On the way back to the hotel it occurred to me that I had just paid for 9 pizzas and only had 7. Moreover, I lamented that I had to tip $30 to get pushed up in the queue. It also began to sink in that 7 pizzas are not enough for 13 teenagers, let alone 30. And so, I became angry, frustrated, tired, and crabby. It was at that moment that a homeless woman on the street asked if I could spare a slice. My first thought was yes. However my second and third thoughts were you don’t have enough, keep walking. By the time I reached the end of the block it occurred to me that I missed an opportunity. As the guilt sank in, I began to realize that I had bought into the lie that I didn’t have enough. I was so consumed by the mission I was on that I missed the ministry moment right in front of me. Because I was tired, cranky and frustrated, a woman who could have eaten made her bed on a street bench hungry.
What killed me about this encounter was that earlier that night a speaker at the gathering spoke on how the fact that we have hungry people in this world is a choice (not one hungry people make, one we all make). It is not the result of scarcity or a food shortage. It comes down to access and waste. Her point was that there is more than enough; we just don’t share. And here I was living proof that she was right.
When I delivered the pizza to the kids I told them the story of the hungry woman I failed to help and I told them this: faith is hard and living faithfully is difficult. Not only are we up against the forces of sin, death and the devil, but also there are much quieter influences that derail our best intentions. We believe silly little lies about not having enough. We get so caught up in our mission that we sometimes fail to minister. Tunnel vision keeps us from seeing the big picture. Tribalism keeps us from seeing each other. It isn’t always the hardest days of our life that quell our faith (in fact, that might be when we’re at our best). Often times it is the ordinary days, ordinary moments, ordinary times that stifle our faithfulness.

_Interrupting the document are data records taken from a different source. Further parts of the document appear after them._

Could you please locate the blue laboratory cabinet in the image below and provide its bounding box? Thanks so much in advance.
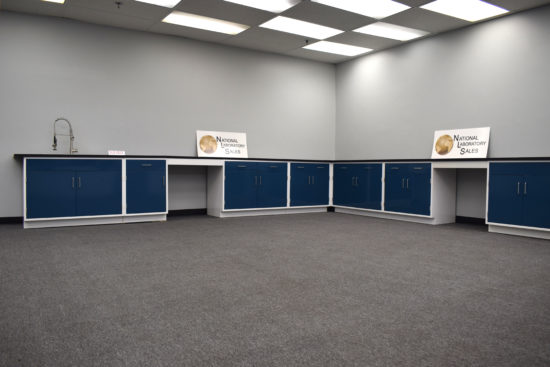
[126,159,166,214]
[290,163,329,206]
[384,163,432,215]
[332,163,382,210]
[487,162,550,228]
[224,161,287,209]
[26,159,122,219]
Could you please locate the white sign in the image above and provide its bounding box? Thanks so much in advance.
[432,127,491,159]
[197,130,248,158]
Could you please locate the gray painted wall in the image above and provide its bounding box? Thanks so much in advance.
[336,6,550,159]
[168,166,207,210]
[0,12,335,217]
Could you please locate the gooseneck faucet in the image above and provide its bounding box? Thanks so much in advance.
[52,117,78,154]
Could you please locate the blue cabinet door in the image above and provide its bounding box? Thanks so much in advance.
[224,162,259,209]
[26,159,76,219]
[290,163,329,206]
[290,163,312,206]
[256,162,288,208]
[487,171,524,225]
[384,163,410,212]
[348,164,367,208]
[520,172,550,228]
[27,159,122,218]
[76,160,122,216]
[309,164,329,205]
[332,164,354,206]
[126,159,166,214]
[487,162,550,228]
[384,163,431,215]
[405,163,432,215]
[352,164,382,210]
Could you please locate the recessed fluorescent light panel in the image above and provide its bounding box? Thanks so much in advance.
[354,22,428,41]
[162,11,250,34]
[421,0,508,22]
[136,0,181,8]
[303,41,372,56]
[311,0,410,19]
[225,0,300,13]
[260,16,344,39]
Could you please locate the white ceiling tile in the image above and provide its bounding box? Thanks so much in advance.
[65,5,155,31]
[224,27,305,52]
[396,0,434,8]
[384,8,471,33]
[174,0,277,26]
[69,0,172,20]
[486,0,550,11]
[326,32,403,50]
[0,0,66,17]
[149,22,231,42]
[282,1,377,31]
[286,48,352,64]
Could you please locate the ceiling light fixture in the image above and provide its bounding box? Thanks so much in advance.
[136,0,181,8]
[260,16,344,39]
[354,22,428,41]
[303,41,372,56]
[421,0,508,22]
[162,11,250,34]
[225,0,300,13]
[311,0,410,19]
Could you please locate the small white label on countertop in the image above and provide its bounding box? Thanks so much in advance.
[107,150,126,155]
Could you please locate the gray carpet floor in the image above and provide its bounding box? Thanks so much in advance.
[0,213,550,367]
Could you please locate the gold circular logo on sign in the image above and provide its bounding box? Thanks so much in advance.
[435,135,453,155]
[199,135,218,154]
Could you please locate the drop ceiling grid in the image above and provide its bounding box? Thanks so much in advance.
[0,0,550,64]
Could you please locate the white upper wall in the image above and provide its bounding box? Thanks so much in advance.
[0,12,335,217]
[336,6,550,159]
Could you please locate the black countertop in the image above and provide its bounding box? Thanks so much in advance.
[13,153,550,163]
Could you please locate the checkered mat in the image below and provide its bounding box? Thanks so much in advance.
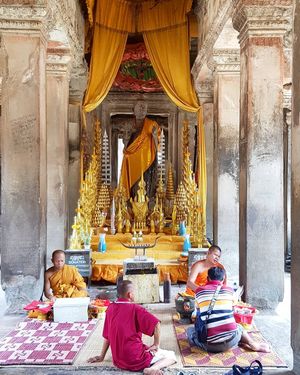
[0,319,98,365]
[173,315,287,368]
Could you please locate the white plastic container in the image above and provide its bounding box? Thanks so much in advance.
[53,297,90,323]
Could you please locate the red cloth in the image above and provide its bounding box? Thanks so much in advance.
[24,301,53,314]
[103,298,159,371]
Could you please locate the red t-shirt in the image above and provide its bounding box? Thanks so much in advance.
[103,298,159,371]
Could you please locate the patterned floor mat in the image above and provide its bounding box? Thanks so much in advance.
[173,315,287,368]
[0,319,98,365]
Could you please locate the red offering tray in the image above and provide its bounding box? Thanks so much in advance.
[233,305,256,324]
[23,301,53,314]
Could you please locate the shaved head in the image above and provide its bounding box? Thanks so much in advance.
[52,250,65,259]
[117,280,133,298]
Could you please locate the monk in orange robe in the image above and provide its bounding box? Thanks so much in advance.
[185,245,226,296]
[44,250,87,301]
[120,101,161,199]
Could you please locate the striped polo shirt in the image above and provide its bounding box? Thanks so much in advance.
[196,280,237,344]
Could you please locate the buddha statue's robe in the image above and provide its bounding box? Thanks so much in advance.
[120,117,160,199]
[49,264,87,298]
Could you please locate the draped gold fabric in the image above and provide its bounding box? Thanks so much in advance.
[139,0,207,223]
[83,0,206,229]
[83,0,134,112]
[49,264,87,298]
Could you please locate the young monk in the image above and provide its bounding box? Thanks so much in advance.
[186,245,226,296]
[88,280,176,375]
[44,250,87,301]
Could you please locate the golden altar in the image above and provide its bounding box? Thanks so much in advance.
[91,233,188,283]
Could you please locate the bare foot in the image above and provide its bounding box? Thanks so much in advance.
[242,342,271,353]
[143,367,163,375]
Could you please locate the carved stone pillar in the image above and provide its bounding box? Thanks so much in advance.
[212,49,240,280]
[196,79,214,240]
[46,42,70,266]
[291,1,300,375]
[233,0,292,308]
[0,1,46,313]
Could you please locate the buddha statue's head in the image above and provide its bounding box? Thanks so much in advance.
[133,100,148,119]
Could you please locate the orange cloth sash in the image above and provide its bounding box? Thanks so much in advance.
[49,264,87,298]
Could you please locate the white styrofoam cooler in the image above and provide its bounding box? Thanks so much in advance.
[53,297,90,323]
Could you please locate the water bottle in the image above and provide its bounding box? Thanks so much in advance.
[164,272,171,303]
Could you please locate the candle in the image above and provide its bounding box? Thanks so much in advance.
[110,198,116,234]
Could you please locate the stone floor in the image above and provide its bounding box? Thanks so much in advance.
[0,274,293,375]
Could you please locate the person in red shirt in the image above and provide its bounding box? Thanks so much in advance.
[88,280,176,375]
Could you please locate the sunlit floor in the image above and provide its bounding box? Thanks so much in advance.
[0,274,293,374]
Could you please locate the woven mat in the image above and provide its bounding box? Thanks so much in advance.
[173,315,287,368]
[0,319,98,365]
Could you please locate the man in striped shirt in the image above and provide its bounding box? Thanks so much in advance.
[187,267,270,353]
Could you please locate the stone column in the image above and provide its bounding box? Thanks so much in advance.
[0,1,46,313]
[196,79,214,240]
[291,1,300,375]
[233,0,292,308]
[46,41,70,266]
[212,49,240,280]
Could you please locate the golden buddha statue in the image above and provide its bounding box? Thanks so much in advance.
[121,101,161,200]
[130,174,149,230]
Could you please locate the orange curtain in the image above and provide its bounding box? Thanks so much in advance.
[83,0,135,112]
[138,0,207,224]
[83,0,206,231]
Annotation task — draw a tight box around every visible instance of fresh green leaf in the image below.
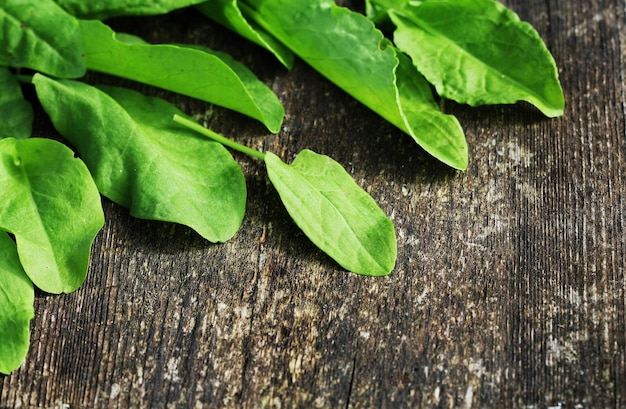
[0,138,104,293]
[238,0,468,169]
[197,0,294,69]
[0,231,35,374]
[81,21,284,132]
[55,0,206,20]
[33,75,246,242]
[373,0,565,117]
[0,0,85,78]
[265,150,397,276]
[0,67,33,139]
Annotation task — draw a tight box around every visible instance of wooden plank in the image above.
[0,0,626,408]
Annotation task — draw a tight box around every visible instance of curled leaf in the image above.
[382,0,565,117]
[55,0,206,20]
[80,21,285,132]
[265,150,397,276]
[0,231,35,374]
[0,0,85,78]
[33,75,246,242]
[0,138,104,293]
[245,0,468,169]
[0,67,33,139]
[197,0,294,69]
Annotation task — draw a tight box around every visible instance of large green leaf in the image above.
[55,0,205,20]
[374,0,565,117]
[0,0,85,78]
[0,67,33,139]
[241,0,468,169]
[33,75,246,242]
[197,0,294,69]
[81,21,284,132]
[0,138,104,293]
[265,150,397,276]
[0,231,35,374]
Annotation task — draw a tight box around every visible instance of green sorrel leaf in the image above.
[374,0,565,117]
[197,0,294,69]
[55,0,205,20]
[0,0,85,78]
[81,21,284,132]
[33,75,246,242]
[265,150,397,276]
[0,138,104,293]
[0,231,35,374]
[238,0,468,169]
[0,67,33,139]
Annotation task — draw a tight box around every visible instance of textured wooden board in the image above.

In the gospel of Luke Jesus himself realizes how tricky ministry in the midst of the ordinary is. Jesus is in his hometown and he’s preaching and teaching. The folks in the room take offense at this unfamiliar message coming from such a familiar face. And he is essentially run out of town. This resistance becomes for Christ a teaching point for his disciples. After this encounter Jesus sends them out into the world with a commission and a command, but also a word of warning. Jesus instructs them that they will run into resistance. Ministry in the midst of the ordinary will be challenging and there will be times of rejection and hardship.
The Spirit of the Lord is upon you today. God is speaking to you. God is exhorting you to a life of faithfulness, sacrifice and service. Today might be a good day, it might be a bad day, or it might be an ordinary day. No matter what happened yesterday, because of God’s grace, love, hope, and promise, on this day you have the opportunity to be light and love in a broken world. So, go buy someone pizza.